Let x, y, and z be the dimensions of the box. Then V=xyz and S=2xy+2xz+2yz are the volume and surface areas of the box.
It might make some intuitive sense to you that the answer is a cube so that x=y=z. If it does, then the surface area being 56 square units implies that S=6x^2=56 so that x^2=y^2=z^2=\frac{56}{6}=\frac{28}{3} and x=y=z=\sqrt{\frac{28}{3}}=\frac{2\sqrt{7}}{\sqrt{3}}=\frac{2\sqrt{21}}{3} and V=xyz=(\frac{2\sqrt{21}}{3})^3=\frac{8\cdot 21\sqrt{21}}{27}=\frac{56\sqrt{21}}{9}
More rigorously, we can use calculus:
Since S=56, we can say that 2z(x+y)=56-2xy so that z=\frac{28-xy}{x+y}. This means we can write the volume as a function of two variables:
V=\frac{xy(28-xy)}{x+y}=\frac{28xy-x^2y^2}{x+y}.
The partial derivatives of this function are:
\frac{\partial V}{\partial x}=\frac{(x+y)(28y-2xy^2)-(28xy-x^2y^2)\cdot 1}{(x+y)^2}=\frac{y^2(28-x^2-2xy)}{(x+y)^2}
and
\frac{\partial V}{\partial y}=\frac{(x+y)(28x-2x^2y)-(28xy-x^2y^2)\cdot 1}{(x+y)^2}=\frac{x^2(28-y^2-2xy)}{(x+y)^2}.
Setting these both equal to zero results in the system of equations x^2+2xy=28, y^2+2xy=28. The first of these equations can be solved for y to get y=\frac{28-x^2}{2x}.
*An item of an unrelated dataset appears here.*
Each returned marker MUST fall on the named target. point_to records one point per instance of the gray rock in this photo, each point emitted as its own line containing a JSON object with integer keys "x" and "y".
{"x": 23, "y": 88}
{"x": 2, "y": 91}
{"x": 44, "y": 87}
Plugging this into the second equation leads to (\frac{28-x^2}{2x})^{2}+2x\cdot \frac{28-x^{2}}{2x}=28. Multiplying both sides of this last equation by 4x^2 gives (28-x^2)^2+112x^2-4x^4=112x^2, which reduces to 3x^4+56x^2-784=0.
Using the quadratic formula, x^2=\frac{-56\pm\sqrt{56^2-4\cdot 3\cdot (-784)}}{2}=\frac{-56\pm\sqrt{12544}}{6}=\frac{-56\pm 112}{6}. The positive one is x^2=\frac{56}{6}=\frac{28}{3} so that x=\sqrt{\frac{28}{3}}=\frac{2\sqrt{7}}{\sqrt{3}}=\frac{2\sqrt{21}}{3}\approx 3.05. The symmetry in the original equations implies that y=\frac{2\sqrt{21}}{3}\approx 3.05 as well. If you use the equation z=\frac{28-xy}{x+y} you'll get z=\frac{2\sqrt{21}}{3}\approx 3.05 as well. That this gives a maximum value can be checked with the 2nd derivative test.